Dear Beloved Youngest Child (aka Baby Number Five),

Adult human female anatomy diagram chartAt home insemination

As I gaze around our home, it strikes me that I owe you a heartfelt apology. Your parents are weary, and you may have noticed that by now. Your older siblings have taken quite a toll on us, which means we’re giving you our “B” game. There was a time not long ago when we were strict about bedtimes, when we wouldn’t entertain PB&J as a nightly dinner option, and when all the movies we watched were suitable for young audiences. But those parents vanished a couple of kids ago.

Now, your life is a little chaotic. The older kids are up late, and that often means you are too. Just last night, I found you fast asleep on the couch at 10 p.m. with Star Wars playing in the background. It made me wonder if you should have been tucked in bed instead. But we were too exhausted to carry you upstairs. Instead, I nestled beside you, cradling you in my arms, admiring those lovely eyelashes of yours. I realize you’re already five, and I probably stopped doing this with your siblings around the age of two, so I apologize. I just can’t help but treasure these moments with my baby and hold onto your youth for as long as I can. You seemed perfectly content, snuggled against me until Dad finally carried you for a quick stop in your bed before you crawled into ours.

I regret that you have to navigate life with such an entourage. While your older siblings only had me and Dad to guide them, you have a whole crew watching your every move. It must be overwhelming to be “parented” by so many. They adore you — their sweet baby brother — and want to be with you constantly.

By the time you turned two, you were hardly ever on your own two feet, carried by eager hands. Now, it seems there’s always someone vying to hold your hand or help you reach for the cotton candy I’ve hidden on top of the fridge. You are in high demand, and it’s a real challenge. One of your earliest phrases was “too much love,” and we know this to be true. What’s a kid to do with all that affection?

I feel bad about your wardrobe too. Your older siblings had a carefully curated selection of outfits, while you have piles of clothes to sift through. These piles consist of hand-me-downs mixed with a few random items I picked up during quick trips to the store. Sometimes remnants of old Halloween costumes find their way into the mix. I’m often too tired to insist you change out of your football uniform before school, so off you go just as you are.

We’re still working on getting you to put on your shoes by yourself, but with so many helpers around, it’s been a slow process. I’ve come to realize that parenting isn’t a race to see whose child can master skills first. At this point, I don’t mind when you learn to tie your shoes, as long as you’re not relying on your college roommate to do it for you when you leave home. Honestly, I’m just grateful you can mostly dress yourself. You often seem to feel quite dapper, especially in that Willy Wonka costume your sister gifted you for Christmas, so maybe I should consider your wardrobe a success.

I also want to apologize for the fact that you can recite all the lyrics to “Baby Got Back” and have a favorite episode of The Office. We might have relaxed our screening rules a bit, and you could be living more like a child from the ’80s — much like how we watched our mom’s soap operas. Perhaps I can label this approach “retro-parenting”? Regardless, you have been exposed to an array of experiences that your oldest sister missed at your age. On the plus side, you’re likely to be the popular kid at the lunch table, unlike your oldest sister, who was still unaware of who the Kardashians were in seventh grade. I apologize in advance if your attempts to educate your more sheltered classmates land you in the principal’s office; I may even show up to take the blame.

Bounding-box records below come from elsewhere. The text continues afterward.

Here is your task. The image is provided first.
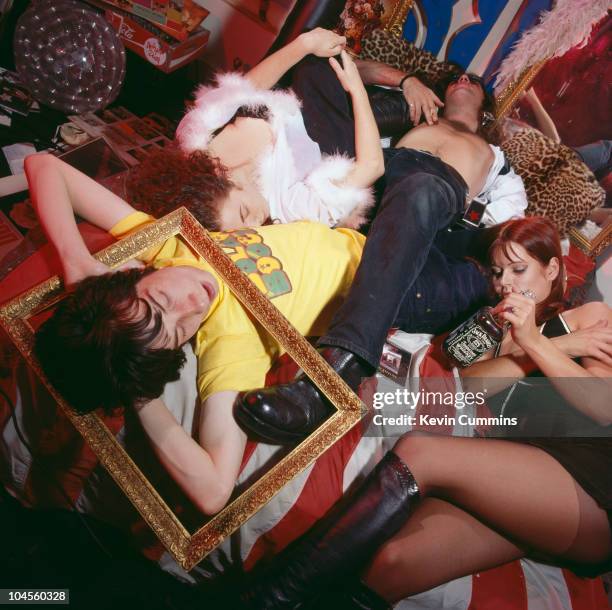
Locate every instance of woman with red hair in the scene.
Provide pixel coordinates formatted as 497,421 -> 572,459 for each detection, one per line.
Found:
231,218 -> 612,608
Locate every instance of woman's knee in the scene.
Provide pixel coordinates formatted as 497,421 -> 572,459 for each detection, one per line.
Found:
393,430 -> 441,495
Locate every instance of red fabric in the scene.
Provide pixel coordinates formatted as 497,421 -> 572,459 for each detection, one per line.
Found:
563,570 -> 610,610
0,222 -> 115,302
521,15 -> 612,146
468,561 -> 528,610
0,234 -> 608,610
563,244 -> 595,296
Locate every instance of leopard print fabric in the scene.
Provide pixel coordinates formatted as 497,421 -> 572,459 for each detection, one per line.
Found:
359,29 -> 459,84
501,129 -> 606,237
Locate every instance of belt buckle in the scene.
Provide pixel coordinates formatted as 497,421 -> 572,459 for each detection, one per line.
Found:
461,197 -> 489,228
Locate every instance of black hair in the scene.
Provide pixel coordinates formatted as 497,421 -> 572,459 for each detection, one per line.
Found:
34,269 -> 185,413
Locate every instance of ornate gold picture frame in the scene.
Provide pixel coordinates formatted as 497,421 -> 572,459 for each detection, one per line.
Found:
0,208 -> 365,570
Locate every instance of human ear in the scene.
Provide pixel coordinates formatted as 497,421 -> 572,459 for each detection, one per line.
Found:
545,256 -> 560,282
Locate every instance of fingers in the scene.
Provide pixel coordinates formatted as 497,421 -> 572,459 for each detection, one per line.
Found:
329,57 -> 348,91
115,258 -> 145,271
329,50 -> 363,91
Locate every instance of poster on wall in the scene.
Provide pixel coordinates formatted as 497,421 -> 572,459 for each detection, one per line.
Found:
404,0 -> 553,84
191,0 -> 297,70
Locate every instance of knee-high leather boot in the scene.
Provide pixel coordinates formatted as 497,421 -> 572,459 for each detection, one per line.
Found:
241,451 -> 419,610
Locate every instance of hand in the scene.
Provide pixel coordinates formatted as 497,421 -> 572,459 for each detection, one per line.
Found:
491,292 -> 540,350
329,50 -> 365,94
402,76 -> 444,125
553,320 -> 612,366
62,256 -> 145,286
300,28 -> 346,57
62,256 -> 110,286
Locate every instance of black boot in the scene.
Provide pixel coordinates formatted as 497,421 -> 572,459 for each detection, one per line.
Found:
368,87 -> 413,138
326,579 -> 392,610
241,451 -> 419,610
234,347 -> 374,445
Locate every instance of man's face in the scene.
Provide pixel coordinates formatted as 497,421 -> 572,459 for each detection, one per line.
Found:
219,185 -> 270,231
136,266 -> 219,349
444,72 -> 485,110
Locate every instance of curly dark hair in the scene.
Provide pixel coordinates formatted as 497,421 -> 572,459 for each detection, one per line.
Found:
432,62 -> 497,143
126,146 -> 234,231
34,269 -> 185,413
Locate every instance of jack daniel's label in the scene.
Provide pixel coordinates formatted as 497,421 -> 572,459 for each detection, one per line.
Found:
443,308 -> 503,367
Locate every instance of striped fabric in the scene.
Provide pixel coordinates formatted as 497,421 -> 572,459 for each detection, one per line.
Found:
0,235 -> 609,610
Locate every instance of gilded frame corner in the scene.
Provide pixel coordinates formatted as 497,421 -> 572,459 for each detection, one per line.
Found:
0,208 -> 365,570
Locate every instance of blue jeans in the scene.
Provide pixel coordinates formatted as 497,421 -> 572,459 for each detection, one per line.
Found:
319,148 -> 487,367
292,58 -> 488,367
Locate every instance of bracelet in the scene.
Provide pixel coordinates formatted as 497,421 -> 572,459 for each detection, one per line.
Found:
398,74 -> 412,89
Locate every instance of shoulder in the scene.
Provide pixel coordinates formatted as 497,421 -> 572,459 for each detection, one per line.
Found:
562,301 -> 612,330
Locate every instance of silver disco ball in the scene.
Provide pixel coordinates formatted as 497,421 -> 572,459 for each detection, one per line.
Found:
15,0 -> 125,114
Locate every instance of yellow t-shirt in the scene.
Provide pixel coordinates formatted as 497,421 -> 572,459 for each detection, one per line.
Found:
111,212 -> 365,400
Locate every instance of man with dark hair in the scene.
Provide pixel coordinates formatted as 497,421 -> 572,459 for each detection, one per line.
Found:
234,59 -> 527,443
126,146 -> 235,231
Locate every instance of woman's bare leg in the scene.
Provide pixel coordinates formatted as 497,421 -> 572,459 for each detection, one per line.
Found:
366,434 -> 612,601
362,498 -> 525,603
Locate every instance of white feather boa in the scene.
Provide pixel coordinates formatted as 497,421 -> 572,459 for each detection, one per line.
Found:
495,0 -> 612,95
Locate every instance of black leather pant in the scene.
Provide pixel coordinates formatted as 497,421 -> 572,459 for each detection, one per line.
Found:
293,58 -> 488,367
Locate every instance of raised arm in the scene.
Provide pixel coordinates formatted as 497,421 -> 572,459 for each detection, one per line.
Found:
494,293 -> 612,425
355,59 -> 444,125
246,28 -> 346,89
24,154 -> 134,284
329,51 -> 385,187
138,392 -> 246,515
459,303 -> 612,402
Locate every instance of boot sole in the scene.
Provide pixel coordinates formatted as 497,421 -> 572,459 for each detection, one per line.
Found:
234,404 -> 311,445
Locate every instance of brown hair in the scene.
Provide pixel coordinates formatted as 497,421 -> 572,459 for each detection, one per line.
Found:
126,146 -> 234,231
34,268 -> 185,413
489,216 -> 565,325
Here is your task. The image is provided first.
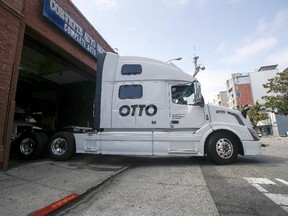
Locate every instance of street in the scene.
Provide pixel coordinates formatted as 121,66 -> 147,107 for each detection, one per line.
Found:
53,138 -> 288,216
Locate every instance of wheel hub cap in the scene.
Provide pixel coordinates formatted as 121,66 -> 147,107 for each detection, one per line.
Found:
51,138 -> 68,155
20,138 -> 35,155
216,138 -> 233,159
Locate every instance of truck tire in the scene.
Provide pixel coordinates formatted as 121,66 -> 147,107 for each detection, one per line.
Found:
208,132 -> 239,165
48,131 -> 76,161
17,132 -> 48,160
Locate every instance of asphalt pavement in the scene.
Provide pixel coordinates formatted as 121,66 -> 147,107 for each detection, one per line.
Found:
0,137 -> 288,216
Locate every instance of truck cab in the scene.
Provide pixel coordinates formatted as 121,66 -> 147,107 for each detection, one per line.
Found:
49,53 -> 261,164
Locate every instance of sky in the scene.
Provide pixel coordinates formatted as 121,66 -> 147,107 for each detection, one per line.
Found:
72,0 -> 288,102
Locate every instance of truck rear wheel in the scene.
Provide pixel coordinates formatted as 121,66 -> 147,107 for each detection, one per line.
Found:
18,132 -> 48,160
208,132 -> 239,165
48,131 -> 76,161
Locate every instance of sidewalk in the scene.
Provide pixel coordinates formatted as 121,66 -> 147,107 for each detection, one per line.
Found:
0,155 -> 126,216
260,136 -> 288,144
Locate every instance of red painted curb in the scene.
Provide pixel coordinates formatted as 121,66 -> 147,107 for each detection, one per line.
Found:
29,194 -> 79,216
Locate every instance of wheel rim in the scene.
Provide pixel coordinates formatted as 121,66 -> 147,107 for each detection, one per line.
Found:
216,138 -> 234,159
20,138 -> 36,155
51,138 -> 68,156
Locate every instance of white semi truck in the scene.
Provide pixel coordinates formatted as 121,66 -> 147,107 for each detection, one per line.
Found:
49,53 -> 262,164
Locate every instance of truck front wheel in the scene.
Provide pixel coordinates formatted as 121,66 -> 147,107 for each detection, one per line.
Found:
208,132 -> 239,165
49,132 -> 75,161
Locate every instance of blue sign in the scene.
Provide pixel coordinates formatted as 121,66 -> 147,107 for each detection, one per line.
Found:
43,0 -> 104,58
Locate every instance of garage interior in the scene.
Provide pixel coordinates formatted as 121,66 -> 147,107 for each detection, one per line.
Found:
15,34 -> 96,134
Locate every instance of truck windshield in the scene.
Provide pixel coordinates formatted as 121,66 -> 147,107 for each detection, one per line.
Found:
171,84 -> 196,105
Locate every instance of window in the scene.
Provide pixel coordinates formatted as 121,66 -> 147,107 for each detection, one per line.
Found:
171,84 -> 195,105
121,64 -> 142,75
118,85 -> 143,99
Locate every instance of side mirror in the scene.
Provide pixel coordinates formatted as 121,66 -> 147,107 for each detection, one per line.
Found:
193,80 -> 205,107
241,104 -> 249,118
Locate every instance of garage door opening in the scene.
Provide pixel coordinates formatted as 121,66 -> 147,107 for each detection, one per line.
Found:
12,35 -> 96,158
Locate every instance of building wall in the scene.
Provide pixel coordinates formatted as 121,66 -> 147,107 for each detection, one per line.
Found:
213,91 -> 228,107
0,0 -> 113,169
249,69 -> 279,104
236,83 -> 253,106
226,73 -> 253,109
0,0 -> 24,167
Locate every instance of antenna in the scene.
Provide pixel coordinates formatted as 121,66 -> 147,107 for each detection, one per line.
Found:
193,46 -> 205,77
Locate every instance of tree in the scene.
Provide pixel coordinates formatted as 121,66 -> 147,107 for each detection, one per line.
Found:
261,68 -> 288,116
248,101 -> 268,128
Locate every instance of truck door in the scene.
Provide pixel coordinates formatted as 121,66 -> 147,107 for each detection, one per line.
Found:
168,83 -> 205,131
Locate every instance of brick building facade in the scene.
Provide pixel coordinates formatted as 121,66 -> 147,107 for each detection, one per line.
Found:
0,0 -> 113,169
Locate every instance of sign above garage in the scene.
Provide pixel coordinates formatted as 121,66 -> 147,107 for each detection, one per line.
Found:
43,0 -> 104,58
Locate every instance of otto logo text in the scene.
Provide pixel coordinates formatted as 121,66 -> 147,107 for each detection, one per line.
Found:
119,104 -> 157,116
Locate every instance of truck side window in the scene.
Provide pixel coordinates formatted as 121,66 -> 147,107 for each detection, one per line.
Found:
171,85 -> 195,105
121,64 -> 142,75
118,85 -> 143,99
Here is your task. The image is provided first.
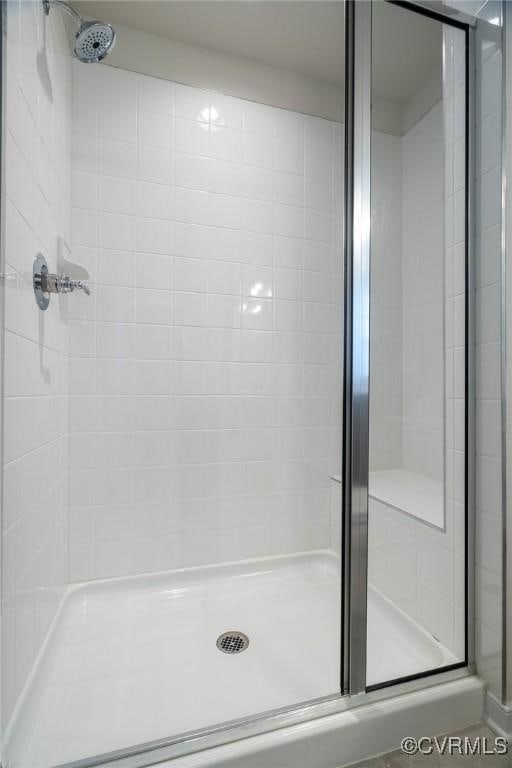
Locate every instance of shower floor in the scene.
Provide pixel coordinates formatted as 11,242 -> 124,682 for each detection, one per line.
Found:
6,552 -> 453,768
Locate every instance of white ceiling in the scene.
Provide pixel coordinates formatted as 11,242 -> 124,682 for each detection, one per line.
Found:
74,0 -> 441,105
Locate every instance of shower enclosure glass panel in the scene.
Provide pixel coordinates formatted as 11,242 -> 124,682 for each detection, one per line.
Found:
2,0 -> 344,768
367,2 -> 468,686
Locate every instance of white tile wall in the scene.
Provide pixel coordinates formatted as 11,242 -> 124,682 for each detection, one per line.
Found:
69,65 -> 343,580
401,101 -> 444,480
1,0 -> 71,725
370,131 -> 403,470
368,498 -> 464,659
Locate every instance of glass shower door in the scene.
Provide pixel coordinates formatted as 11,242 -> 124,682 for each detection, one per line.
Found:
367,2 -> 469,687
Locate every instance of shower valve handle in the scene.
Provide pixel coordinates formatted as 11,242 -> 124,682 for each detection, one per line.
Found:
33,255 -> 91,309
46,273 -> 91,296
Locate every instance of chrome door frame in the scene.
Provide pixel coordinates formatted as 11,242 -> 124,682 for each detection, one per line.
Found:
341,0 -> 372,696
342,0 -> 478,696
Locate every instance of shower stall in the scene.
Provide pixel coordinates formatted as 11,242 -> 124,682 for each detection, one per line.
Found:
1,0 -> 502,768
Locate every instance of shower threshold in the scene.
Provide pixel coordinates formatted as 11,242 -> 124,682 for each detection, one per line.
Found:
6,551 -> 454,768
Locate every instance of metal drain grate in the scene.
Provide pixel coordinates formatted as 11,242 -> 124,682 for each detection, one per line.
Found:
217,631 -> 249,653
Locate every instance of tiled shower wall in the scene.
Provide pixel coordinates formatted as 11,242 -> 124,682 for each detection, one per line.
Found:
1,2 -> 71,724
69,64 -> 343,580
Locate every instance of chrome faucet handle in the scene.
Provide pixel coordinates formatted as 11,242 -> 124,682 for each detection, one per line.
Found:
33,254 -> 91,310
57,275 -> 91,296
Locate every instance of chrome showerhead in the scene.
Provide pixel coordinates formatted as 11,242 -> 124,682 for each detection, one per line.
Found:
74,21 -> 116,64
43,0 -> 116,64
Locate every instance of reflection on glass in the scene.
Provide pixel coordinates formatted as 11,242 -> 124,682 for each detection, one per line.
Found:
367,2 -> 466,685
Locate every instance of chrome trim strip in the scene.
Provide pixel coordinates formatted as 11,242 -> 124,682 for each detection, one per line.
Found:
465,24 -> 476,664
398,0 -> 477,27
342,0 -> 372,696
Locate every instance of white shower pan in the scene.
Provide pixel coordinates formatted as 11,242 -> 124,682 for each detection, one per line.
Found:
6,552 -> 476,768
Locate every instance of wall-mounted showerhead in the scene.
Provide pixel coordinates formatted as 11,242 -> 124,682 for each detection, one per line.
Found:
43,0 -> 116,64
74,21 -> 116,64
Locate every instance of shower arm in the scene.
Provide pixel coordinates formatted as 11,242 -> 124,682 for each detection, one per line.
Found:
43,0 -> 83,25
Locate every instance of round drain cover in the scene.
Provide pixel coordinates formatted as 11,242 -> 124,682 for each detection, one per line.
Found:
217,630 -> 249,653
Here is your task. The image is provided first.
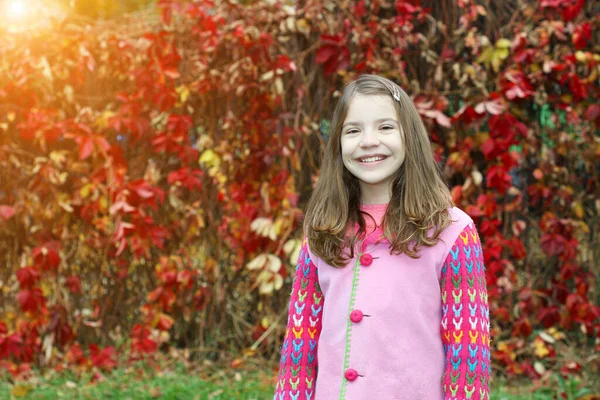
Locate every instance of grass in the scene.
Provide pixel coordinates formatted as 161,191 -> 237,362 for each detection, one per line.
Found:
0,368 -> 273,400
0,366 -> 600,400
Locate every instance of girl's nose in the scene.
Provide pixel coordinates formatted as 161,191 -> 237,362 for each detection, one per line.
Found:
360,129 -> 379,147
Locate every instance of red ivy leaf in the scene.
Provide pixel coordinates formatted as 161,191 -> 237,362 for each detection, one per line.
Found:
79,138 -> 94,160
0,205 -> 17,221
31,242 -> 60,271
542,233 -> 566,257
66,275 -> 81,293
485,165 -> 512,194
0,333 -> 23,359
17,267 -> 40,289
90,344 -> 117,371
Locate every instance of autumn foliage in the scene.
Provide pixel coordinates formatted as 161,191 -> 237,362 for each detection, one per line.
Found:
0,0 -> 600,388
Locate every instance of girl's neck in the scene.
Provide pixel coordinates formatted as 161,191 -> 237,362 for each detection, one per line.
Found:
360,182 -> 391,204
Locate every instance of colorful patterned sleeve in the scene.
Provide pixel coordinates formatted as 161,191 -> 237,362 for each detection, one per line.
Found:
441,223 -> 490,400
274,240 -> 324,400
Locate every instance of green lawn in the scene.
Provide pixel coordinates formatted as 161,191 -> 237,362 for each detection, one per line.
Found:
0,367 -> 589,400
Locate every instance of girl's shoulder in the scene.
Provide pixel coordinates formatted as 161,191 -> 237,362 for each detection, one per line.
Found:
438,206 -> 475,250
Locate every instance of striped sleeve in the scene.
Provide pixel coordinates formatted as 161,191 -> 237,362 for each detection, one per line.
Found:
440,223 -> 490,400
274,239 -> 324,400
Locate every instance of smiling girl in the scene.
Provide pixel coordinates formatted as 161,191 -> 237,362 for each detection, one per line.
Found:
275,75 -> 490,400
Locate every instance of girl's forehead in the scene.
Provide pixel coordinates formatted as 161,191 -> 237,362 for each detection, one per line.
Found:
346,93 -> 396,120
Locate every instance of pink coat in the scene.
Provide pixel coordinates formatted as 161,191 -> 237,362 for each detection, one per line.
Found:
275,206 -> 490,400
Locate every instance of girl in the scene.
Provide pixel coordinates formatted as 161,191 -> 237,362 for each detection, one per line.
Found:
275,75 -> 490,400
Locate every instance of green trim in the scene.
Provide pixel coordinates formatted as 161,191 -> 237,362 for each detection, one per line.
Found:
339,253 -> 362,400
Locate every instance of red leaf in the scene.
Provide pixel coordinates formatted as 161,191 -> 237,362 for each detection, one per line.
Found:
66,275 -> 81,293
17,267 -> 40,289
485,166 -> 512,194
542,233 -> 566,256
90,344 -> 117,371
571,22 -> 592,50
156,313 -> 174,331
79,138 -> 94,160
31,242 -> 60,271
0,205 -> 17,221
66,343 -> 87,365
0,333 -> 23,359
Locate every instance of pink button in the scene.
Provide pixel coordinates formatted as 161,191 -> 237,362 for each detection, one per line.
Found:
360,253 -> 373,267
350,310 -> 363,324
344,368 -> 358,382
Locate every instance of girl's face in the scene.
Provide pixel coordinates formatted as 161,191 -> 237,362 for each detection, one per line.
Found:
340,93 -> 406,204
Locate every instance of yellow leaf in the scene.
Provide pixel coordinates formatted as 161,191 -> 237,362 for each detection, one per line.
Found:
199,149 -> 221,167
260,317 -> 271,329
477,47 -> 494,64
10,385 -> 32,397
533,337 -> 550,358
79,183 -> 93,199
176,85 -> 190,103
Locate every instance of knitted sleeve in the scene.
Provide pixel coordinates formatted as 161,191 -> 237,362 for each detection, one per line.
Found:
274,239 -> 324,400
441,223 -> 490,400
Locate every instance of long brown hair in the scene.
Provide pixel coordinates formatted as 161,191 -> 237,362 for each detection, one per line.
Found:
304,75 -> 453,268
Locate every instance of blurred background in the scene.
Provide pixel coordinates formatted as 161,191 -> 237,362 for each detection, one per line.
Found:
0,0 -> 600,399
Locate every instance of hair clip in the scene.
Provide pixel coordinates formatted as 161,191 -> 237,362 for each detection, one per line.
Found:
392,86 -> 400,103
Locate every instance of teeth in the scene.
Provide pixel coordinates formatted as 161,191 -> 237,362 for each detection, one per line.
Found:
360,157 -> 385,162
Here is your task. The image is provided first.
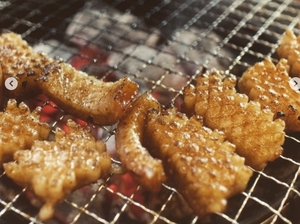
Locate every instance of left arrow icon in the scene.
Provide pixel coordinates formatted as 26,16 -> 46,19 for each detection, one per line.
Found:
4,77 -> 18,90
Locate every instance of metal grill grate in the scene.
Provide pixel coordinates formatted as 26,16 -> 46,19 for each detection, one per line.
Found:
0,0 -> 300,224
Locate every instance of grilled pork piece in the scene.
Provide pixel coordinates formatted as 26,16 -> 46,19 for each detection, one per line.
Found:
145,108 -> 252,217
3,121 -> 111,220
116,93 -> 166,192
277,29 -> 300,77
0,99 -> 50,164
183,71 -> 285,170
238,59 -> 300,131
0,33 -> 138,125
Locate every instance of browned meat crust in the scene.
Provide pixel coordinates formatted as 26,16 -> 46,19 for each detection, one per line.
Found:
0,33 -> 138,125
277,29 -> 300,77
3,121 -> 111,220
0,99 -> 50,164
238,59 -> 300,131
183,71 -> 285,170
116,93 -> 166,191
145,109 -> 252,217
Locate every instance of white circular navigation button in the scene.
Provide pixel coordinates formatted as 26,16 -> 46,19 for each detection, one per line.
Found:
289,77 -> 300,91
4,77 -> 18,90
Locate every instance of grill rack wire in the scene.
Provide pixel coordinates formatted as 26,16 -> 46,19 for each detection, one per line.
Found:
0,0 -> 300,224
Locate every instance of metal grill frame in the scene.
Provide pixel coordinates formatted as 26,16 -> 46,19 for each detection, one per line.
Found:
0,0 -> 300,224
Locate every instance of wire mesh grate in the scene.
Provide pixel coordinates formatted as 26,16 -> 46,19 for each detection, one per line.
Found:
0,0 -> 300,224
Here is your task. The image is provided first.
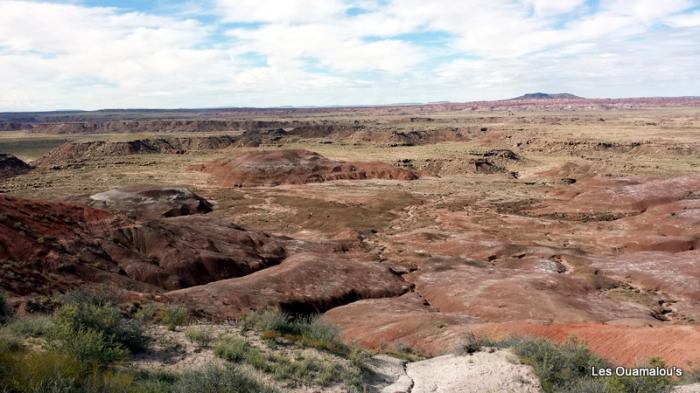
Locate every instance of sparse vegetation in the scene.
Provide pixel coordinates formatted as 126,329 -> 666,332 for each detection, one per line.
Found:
160,305 -> 189,331
5,315 -> 55,337
513,339 -> 672,393
0,294 -> 14,325
214,337 -> 253,363
54,295 -> 148,352
214,330 -> 362,390
172,366 -> 277,393
185,327 -> 214,348
241,308 -> 351,356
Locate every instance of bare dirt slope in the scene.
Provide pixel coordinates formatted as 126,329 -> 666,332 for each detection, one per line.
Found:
0,99 -> 700,378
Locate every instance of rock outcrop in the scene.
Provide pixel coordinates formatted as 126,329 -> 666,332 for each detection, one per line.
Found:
166,253 -> 410,319
0,153 -> 32,180
194,150 -> 418,187
80,185 -> 212,219
0,191 -> 289,295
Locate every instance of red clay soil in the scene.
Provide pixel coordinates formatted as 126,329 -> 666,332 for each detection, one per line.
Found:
0,153 -> 32,180
70,185 -> 212,219
103,215 -> 287,290
324,293 -> 700,370
34,135 -> 238,166
0,191 -> 288,295
324,176 -> 700,368
194,150 -> 418,187
166,253 -> 409,319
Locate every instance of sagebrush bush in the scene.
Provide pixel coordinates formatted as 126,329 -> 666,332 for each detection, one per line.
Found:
160,305 -> 189,331
513,339 -> 672,393
173,366 -> 277,393
0,294 -> 14,325
214,337 -> 362,391
5,315 -> 55,337
185,327 -> 214,348
48,325 -> 129,368
53,303 -> 148,352
214,337 -> 257,363
241,308 -> 351,356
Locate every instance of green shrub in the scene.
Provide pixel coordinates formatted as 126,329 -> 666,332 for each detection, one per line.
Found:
513,339 -> 672,393
214,337 -> 362,391
48,325 -> 129,368
214,337 -> 259,363
160,305 -> 189,331
54,303 -> 148,352
514,340 -> 605,392
0,294 -> 14,325
173,366 -> 276,393
5,315 -> 55,337
242,309 -> 351,356
59,286 -> 122,306
185,327 -> 214,348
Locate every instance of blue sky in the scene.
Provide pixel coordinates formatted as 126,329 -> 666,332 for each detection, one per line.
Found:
0,0 -> 700,111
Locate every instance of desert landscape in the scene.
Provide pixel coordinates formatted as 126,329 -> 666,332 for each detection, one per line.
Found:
0,93 -> 700,393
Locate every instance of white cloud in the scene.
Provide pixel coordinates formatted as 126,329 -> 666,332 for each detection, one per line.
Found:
0,0 -> 700,110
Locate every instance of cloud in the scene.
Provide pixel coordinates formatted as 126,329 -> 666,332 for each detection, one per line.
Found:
0,0 -> 700,110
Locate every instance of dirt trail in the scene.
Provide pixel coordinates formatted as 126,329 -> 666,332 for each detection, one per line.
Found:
374,350 -> 542,393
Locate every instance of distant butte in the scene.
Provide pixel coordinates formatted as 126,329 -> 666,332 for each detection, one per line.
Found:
512,92 -> 583,100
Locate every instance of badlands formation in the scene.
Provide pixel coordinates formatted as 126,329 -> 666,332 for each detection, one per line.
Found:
0,96 -> 700,392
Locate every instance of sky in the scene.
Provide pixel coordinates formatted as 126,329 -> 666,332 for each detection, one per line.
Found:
0,0 -> 700,111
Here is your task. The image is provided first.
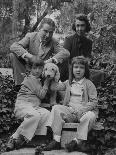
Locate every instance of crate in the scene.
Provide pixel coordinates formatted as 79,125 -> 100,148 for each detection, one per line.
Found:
61,123 -> 78,148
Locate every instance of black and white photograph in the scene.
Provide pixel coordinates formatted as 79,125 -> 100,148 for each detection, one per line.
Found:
0,0 -> 116,155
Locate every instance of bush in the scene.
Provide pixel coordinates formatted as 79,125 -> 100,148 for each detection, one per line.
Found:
0,75 -> 19,135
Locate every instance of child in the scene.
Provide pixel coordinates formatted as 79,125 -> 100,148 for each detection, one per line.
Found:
7,60 -> 51,151
36,56 -> 97,152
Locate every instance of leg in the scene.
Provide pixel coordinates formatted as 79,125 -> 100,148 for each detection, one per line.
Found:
40,105 -> 75,151
7,106 -> 50,150
14,106 -> 50,141
10,53 -> 26,85
65,111 -> 96,152
76,111 -> 96,140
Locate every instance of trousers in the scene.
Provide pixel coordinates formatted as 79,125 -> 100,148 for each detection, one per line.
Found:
47,105 -> 97,140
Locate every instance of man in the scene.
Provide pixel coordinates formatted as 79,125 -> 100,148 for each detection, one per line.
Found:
10,18 -> 70,85
61,14 -> 92,81
61,14 -> 105,86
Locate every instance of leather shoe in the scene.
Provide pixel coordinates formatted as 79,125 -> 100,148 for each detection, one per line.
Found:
65,140 -> 90,153
6,137 -> 15,151
6,135 -> 26,151
65,140 -> 78,152
43,140 -> 61,151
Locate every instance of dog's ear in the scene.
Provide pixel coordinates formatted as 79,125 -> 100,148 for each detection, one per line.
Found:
55,68 -> 60,82
42,66 -> 45,77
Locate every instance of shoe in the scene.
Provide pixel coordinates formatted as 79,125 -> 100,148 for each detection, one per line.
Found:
6,135 -> 26,151
6,137 -> 15,151
65,140 -> 78,152
65,140 -> 90,153
43,140 -> 61,151
15,135 -> 27,149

You are our final child, our last little miracle. The wonderful news is that the one resource we haven’t exhausted is our love for you. We’ve learned valuable lessons from your older siblings about how fleeting these moments are, how quickly you’ll grow, and how essential it is to savor every second. So, when we hug you a little too tightly, let you indulge in your youth a little too long, and shower you with abundant love, know it comes from the depth of our hearts. You will grow up surrounded by love, and while the constant PB&J dinners (and occasional ice cream) and the slightly inappropriate television shows may not be the typical upbringing, we hope they won’t leave permanent scars. You are the last great joy in our lives.